- Location: Iraq
- Region: Mesopotamia

= Diniktum =

Ancient city in Iraq

Diniktum, inscribed Di-ni-ik-tum^{KI}, was a still unlocated middle bronze-age town often thought to be located somewhere in the Diyala Governorate of Iraq.

==History==
===Middle Bronze===
It enjoyed independence briefly during the 18th century under the reigns of the Amorite chieftains (ra-bí-an MAR.DÚ) Itur-šarrum, attested on a single seal from Ešnunna, and Sîn-gāmil, son of Sîn-šēmi and a contemporary of Zimri-Lim (ca. 1710–1698 BC short) of Mari and Ḫammu-rapī (ca. 1728–1686 BC short) of Babylon, attested in a brick inscription "Sin-gamil, Amorite chief of Diniktum, son of Sin-semi.". In an old Babylonian letter from Yarim-Lim I, the king of Yamḫad to the Yašub-Yahad, the king of Dēr, he says:

.. Certainly. Sîn-gāmil, king of Diniktum. very much like you would repeatedly respond to me by means of lies and provocations. Having docked 500 boats in Diniktum's quay. I "sank" (supported?) his land as well as him for 12 year!"
— Iarīm-Līm, Tablet A. 1314, Letter to Yašub-Yahad

Yarim-Lim I would defeat the king of Diniktum in battle.

One king of Diniktum named Itur-šarrum ruled Diniktum for around a century before his successor Sîn-gāmil became the new ruler of the kingdom.

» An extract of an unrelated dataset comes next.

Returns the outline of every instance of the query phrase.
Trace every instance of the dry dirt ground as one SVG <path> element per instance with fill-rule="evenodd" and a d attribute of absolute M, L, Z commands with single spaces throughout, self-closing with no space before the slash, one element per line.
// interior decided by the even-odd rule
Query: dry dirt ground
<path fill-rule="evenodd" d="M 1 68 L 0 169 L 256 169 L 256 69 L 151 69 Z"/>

Ikūn-pî-Sîn (“The word of Sin is truthful”), the ruler of Nērebtum (Tell Ishchali) and possibly Tutub, cities in the sphere of Ešnunna, has a year name: “Year when Ikū(n)-pî-Sîn captured Diniktum." It was absorbed into the kingdom of Ešnunna and consequently embroiled in its conflicts with Elam during the reigns of Ibāl-pî-El II (ca. 1715–1701 BC short) and Ṣillī-Sîn (ca. 1700–1698 BC short). During an Elamite invasion of Mesopotamia the Elamites sacked Eshnunna. This caused many soldiers in the Elamite army that were from Eshnunna to defect. Because of the mass desertion, the Elamite king retreated back to Diniktum. While in Diniktum, the Elamites would sue for peace with Hammurabi. The Elamites were then driven from the city.

===Late Bronze===
The town was still settled in the later bronze-age, as a year name of 15th century BC Kassite ruler Kadashman-harbe I reads "the year [in which] Kadašman-Ḫarbe, the king, dug the canal of Diniktum".

==Location==
An early proposal was on the Tigris river downstream from Upi and close to the northern border of Elam. It has also been suggested as being at or in the vicinity of Tell Muhammad, which lies in south-eastern part of modern Baghdad. Diniktum is mentioned in the Harmal geographical list, Tablet IM 51143.

In a survey of archaeological sites in the Diyala region of Iraq a site, Tell #851, was identified as a possible location for Diniktum. It showed surface remains from the Ubaid to Kassite periods. A local resident there turned in six UrIII/Larsa cylinder seals (one mentioned the god Ninib) and an inscribed brick. The brick read "Sîn-gāmil the great leader of Martu of the city Diniktum son of Sin-šemi".